Such consternation is permeating. The glue that normally unites us to a cause and sets our resolve has been replaced with absolutism, social shaming and abstract, wild-eyed economics that have yet to work anywhere in the world or history. Critical analysis is replaced with gut reactions that are generally self-indulgent exercises. Silence is often the only peace, but at what cost?

So we hold vigil for those things that remain constant and true. Jobs. Productivity. Private sector ingenuity and the revival of self-determination. Facts are stubborn things and the simplest knowledge of history, or the way things really work, makes one magically prescient.

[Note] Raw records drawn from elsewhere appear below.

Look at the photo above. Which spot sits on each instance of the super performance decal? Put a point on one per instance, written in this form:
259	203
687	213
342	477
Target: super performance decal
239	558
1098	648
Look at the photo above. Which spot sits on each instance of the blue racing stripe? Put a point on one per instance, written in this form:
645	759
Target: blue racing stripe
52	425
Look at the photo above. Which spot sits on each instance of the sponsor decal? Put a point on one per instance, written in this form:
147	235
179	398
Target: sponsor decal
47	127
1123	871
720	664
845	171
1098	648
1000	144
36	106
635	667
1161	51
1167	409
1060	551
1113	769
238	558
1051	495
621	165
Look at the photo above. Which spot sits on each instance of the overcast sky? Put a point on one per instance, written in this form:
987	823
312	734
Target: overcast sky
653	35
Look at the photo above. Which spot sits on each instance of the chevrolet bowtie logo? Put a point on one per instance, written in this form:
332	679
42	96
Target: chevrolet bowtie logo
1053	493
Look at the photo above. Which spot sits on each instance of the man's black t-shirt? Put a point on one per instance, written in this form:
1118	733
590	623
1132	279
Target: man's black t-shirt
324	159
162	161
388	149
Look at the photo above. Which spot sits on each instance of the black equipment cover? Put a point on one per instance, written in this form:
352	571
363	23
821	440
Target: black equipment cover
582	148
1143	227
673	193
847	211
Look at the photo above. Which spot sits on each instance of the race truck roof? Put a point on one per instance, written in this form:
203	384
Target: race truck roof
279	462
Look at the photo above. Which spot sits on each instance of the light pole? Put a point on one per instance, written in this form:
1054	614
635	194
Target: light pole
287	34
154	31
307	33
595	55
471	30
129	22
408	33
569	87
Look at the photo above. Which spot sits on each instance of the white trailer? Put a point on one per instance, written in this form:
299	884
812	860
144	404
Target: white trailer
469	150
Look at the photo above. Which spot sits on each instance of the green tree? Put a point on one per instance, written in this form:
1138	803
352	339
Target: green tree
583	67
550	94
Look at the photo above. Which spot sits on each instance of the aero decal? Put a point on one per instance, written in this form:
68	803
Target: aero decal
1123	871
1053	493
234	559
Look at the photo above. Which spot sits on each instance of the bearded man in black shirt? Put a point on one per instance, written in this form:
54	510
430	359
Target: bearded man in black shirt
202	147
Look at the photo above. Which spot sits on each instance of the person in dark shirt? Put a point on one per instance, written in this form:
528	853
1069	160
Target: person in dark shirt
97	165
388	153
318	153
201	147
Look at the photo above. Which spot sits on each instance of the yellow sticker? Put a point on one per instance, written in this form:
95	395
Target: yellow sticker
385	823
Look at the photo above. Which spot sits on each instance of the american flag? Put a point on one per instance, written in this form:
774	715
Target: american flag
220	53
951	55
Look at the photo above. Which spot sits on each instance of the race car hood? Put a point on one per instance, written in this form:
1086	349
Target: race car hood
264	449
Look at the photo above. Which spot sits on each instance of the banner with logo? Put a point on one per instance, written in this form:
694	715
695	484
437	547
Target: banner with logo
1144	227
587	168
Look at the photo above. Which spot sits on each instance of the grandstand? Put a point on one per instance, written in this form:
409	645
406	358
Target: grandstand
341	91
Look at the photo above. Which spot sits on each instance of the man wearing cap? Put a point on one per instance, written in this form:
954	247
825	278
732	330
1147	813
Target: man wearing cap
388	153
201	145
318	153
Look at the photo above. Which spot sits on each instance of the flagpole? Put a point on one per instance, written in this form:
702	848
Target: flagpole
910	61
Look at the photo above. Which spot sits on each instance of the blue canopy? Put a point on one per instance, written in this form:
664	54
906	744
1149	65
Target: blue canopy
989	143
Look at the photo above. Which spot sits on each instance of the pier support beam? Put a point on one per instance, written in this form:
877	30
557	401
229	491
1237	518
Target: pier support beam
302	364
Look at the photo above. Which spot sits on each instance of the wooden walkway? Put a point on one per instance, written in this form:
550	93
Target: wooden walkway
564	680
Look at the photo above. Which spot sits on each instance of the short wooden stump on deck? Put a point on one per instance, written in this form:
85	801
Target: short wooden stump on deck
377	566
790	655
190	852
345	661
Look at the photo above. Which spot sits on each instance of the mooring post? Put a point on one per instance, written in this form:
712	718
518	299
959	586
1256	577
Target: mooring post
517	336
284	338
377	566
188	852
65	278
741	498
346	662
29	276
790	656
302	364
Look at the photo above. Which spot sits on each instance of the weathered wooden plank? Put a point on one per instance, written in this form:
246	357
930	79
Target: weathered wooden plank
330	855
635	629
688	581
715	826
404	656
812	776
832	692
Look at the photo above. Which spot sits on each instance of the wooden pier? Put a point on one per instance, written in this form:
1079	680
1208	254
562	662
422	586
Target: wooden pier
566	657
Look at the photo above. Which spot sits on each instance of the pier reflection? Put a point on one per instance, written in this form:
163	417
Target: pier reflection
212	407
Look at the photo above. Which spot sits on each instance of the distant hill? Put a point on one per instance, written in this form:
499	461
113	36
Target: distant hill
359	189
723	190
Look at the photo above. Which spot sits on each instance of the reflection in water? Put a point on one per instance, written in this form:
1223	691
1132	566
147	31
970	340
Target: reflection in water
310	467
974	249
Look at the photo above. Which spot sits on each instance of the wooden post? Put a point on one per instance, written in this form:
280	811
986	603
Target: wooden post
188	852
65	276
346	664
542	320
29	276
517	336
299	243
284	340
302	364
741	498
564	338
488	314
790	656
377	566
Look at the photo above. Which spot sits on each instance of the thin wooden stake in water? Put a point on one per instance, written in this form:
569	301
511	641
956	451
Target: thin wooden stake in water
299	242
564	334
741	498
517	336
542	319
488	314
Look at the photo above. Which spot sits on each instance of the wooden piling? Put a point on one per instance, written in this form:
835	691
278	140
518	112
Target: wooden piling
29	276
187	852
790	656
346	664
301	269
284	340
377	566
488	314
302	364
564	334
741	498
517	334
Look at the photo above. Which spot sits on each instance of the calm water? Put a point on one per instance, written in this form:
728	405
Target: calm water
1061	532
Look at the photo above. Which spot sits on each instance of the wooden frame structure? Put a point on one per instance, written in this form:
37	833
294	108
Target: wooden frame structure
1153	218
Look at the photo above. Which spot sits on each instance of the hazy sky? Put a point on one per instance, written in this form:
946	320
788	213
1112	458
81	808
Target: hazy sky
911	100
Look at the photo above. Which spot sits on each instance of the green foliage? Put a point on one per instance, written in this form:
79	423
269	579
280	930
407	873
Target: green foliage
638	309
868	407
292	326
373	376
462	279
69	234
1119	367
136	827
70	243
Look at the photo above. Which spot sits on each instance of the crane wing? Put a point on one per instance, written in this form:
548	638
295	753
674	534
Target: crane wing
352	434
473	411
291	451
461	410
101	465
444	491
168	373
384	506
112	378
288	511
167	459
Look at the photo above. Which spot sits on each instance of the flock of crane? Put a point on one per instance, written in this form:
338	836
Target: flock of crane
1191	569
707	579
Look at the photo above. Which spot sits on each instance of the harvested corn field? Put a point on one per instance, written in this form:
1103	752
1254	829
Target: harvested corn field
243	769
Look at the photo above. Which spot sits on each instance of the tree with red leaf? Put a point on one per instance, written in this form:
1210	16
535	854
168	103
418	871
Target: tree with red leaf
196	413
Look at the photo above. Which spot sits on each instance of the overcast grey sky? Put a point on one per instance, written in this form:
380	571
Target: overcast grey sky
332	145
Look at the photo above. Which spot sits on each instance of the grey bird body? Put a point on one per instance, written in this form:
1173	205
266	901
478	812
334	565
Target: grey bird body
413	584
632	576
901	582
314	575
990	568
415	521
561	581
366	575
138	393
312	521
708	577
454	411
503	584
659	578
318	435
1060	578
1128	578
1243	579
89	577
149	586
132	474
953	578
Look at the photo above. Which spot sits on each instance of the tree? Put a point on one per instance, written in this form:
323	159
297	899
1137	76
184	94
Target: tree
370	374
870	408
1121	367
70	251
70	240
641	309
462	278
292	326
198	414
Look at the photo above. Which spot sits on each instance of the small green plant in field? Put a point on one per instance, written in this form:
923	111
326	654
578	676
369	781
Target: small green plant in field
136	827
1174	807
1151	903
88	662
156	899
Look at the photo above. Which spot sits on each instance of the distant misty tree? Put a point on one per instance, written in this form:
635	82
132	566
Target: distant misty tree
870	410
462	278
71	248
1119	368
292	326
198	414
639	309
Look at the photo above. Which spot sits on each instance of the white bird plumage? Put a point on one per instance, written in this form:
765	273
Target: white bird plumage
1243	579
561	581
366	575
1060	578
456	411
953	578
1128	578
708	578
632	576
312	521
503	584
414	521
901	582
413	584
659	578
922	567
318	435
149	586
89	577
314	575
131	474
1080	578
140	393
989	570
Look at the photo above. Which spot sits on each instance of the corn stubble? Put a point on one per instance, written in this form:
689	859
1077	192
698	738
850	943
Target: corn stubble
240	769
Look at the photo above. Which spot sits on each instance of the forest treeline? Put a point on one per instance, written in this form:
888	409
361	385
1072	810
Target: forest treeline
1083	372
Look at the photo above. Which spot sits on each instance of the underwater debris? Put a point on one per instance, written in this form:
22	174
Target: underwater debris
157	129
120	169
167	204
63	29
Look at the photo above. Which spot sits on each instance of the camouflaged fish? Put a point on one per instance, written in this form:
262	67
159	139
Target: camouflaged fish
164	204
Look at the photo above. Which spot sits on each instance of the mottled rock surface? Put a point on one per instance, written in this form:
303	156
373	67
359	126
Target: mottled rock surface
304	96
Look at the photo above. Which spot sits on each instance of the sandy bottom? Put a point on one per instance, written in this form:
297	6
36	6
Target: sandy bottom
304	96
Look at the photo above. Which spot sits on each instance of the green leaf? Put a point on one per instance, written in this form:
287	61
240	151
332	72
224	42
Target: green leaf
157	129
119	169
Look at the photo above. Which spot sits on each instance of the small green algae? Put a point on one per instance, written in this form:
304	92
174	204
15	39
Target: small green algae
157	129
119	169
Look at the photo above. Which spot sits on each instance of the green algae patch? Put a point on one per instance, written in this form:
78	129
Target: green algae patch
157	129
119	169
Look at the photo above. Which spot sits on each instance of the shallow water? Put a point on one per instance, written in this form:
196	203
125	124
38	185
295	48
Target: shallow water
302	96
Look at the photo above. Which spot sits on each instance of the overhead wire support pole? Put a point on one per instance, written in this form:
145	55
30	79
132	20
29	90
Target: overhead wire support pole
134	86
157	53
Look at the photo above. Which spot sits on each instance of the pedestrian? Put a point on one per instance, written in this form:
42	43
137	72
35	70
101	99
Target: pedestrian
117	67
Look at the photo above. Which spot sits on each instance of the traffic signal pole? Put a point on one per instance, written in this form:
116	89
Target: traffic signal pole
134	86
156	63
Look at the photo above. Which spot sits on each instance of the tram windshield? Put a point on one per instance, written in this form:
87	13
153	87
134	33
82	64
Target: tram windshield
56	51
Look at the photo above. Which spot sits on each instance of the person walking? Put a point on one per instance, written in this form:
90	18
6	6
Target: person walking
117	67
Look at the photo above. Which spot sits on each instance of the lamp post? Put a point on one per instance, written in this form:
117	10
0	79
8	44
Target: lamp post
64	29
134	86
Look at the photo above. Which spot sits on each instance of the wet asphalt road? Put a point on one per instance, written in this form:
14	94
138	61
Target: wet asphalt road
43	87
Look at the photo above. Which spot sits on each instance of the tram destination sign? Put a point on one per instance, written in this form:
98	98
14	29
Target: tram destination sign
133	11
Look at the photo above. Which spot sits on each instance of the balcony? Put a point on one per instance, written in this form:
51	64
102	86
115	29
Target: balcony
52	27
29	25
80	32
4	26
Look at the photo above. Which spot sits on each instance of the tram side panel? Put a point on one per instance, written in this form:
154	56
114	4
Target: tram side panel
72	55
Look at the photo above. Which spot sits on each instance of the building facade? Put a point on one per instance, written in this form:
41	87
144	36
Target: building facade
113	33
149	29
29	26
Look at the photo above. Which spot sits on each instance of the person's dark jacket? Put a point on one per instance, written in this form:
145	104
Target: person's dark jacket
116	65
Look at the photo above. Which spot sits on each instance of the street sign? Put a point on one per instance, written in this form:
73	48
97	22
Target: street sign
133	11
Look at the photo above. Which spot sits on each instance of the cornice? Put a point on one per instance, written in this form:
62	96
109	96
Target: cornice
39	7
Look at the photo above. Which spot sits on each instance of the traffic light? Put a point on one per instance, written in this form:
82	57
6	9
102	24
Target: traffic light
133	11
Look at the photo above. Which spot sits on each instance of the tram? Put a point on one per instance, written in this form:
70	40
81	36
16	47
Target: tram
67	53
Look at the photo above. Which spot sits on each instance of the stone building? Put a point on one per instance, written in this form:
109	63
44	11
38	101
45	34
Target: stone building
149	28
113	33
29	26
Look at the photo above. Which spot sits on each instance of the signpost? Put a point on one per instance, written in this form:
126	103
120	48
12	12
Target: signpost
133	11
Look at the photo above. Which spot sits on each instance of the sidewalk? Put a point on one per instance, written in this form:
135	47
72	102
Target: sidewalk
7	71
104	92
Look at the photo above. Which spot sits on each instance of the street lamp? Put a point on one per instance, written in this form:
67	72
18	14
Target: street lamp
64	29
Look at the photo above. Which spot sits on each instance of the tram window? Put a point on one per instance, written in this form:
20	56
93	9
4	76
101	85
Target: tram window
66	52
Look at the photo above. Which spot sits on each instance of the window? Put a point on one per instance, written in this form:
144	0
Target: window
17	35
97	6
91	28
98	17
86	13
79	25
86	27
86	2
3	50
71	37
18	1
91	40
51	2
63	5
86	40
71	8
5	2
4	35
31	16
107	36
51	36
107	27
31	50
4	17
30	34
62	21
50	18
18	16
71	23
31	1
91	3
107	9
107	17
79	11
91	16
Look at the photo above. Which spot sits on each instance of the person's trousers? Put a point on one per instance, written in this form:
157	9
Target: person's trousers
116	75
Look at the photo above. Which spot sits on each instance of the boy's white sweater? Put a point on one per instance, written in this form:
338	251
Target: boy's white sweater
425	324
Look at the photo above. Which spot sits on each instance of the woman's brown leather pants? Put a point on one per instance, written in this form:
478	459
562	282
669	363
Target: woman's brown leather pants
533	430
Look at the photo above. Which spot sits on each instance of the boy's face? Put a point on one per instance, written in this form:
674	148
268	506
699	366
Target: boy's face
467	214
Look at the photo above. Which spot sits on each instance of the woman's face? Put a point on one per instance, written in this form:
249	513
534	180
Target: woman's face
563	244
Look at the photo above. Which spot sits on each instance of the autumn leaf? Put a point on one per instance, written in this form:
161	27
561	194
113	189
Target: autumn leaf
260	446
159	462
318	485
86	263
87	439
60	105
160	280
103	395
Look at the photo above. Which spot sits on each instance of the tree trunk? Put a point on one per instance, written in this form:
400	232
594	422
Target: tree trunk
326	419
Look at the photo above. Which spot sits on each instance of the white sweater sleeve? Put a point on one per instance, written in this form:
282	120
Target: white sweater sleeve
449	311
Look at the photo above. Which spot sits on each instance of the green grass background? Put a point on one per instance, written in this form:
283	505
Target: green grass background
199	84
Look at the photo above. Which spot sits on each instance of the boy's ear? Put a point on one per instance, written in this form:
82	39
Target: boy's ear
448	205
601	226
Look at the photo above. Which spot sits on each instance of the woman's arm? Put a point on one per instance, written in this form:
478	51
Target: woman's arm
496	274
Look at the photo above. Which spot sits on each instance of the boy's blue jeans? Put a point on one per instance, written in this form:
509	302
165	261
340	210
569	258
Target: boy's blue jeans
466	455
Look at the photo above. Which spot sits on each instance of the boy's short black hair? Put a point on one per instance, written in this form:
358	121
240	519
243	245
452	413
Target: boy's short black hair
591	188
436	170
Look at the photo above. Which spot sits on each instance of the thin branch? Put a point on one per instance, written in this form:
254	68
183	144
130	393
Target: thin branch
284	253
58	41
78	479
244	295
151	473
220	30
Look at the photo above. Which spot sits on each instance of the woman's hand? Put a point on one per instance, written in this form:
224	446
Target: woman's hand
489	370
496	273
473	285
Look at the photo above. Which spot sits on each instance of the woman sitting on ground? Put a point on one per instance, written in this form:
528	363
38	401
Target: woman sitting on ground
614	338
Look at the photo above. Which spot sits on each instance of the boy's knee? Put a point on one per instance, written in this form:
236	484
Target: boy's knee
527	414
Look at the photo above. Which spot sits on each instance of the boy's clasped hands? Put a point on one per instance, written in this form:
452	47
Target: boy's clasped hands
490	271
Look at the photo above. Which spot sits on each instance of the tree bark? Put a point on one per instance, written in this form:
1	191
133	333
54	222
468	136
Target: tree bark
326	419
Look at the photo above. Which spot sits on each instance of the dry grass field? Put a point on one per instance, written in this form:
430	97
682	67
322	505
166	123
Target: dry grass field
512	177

What better time to grip firmly those principles that have historically anchored us, that is, not drown in the big data of life, but drill down to solutions bolstered by metrics and proven by time. Those things we know to be constant and true?

Last year the market absorbed the largest release of apartment units since the heyday of the 1980s, and then clamored for more. Fundamentals have graciously provided just enough wind to keep the apartment sail full and extended.

Modest as they may be, the economy continues to recover in small ticks rather than grand sweeps: a meager but steady rise in employment, household formation and wages means a promising 2016 forecast. Our newly minted renter nation will easily absorb over 285,000 new apartments this year with barely a bump in vacancies.

Low gas and energy prices and revenue from emerging markets, like shared economy services (Uber, AirBnB and the like), have helped renters’ incomes, while creating disruption in the oil and other industries. This means shifting jobs, again, making our employed residents job gypsies, at best.

And there is only more disruption ahead. The lack of affordable housing is rapidly reaching a tipping point. No one is better positioned to find solutions than the great minds of multifamily, the absence of which creates a vacuum that legislators will happily fill in the spirit of social justice and compulsory quotas. Such eminent mandates may or may not have the necessary wisdom to know the real market needs better than those owners and operators who understand the business. What can you do? Start by aligning with our industry associations (NAA and NMHC) to make certain your voice and vote, count.

At no other time is the voice of reason and clarity of mind more important than in a storm. Whether running our multifamily operations or navigating the threats of present day, those things that never change are those which will see us through.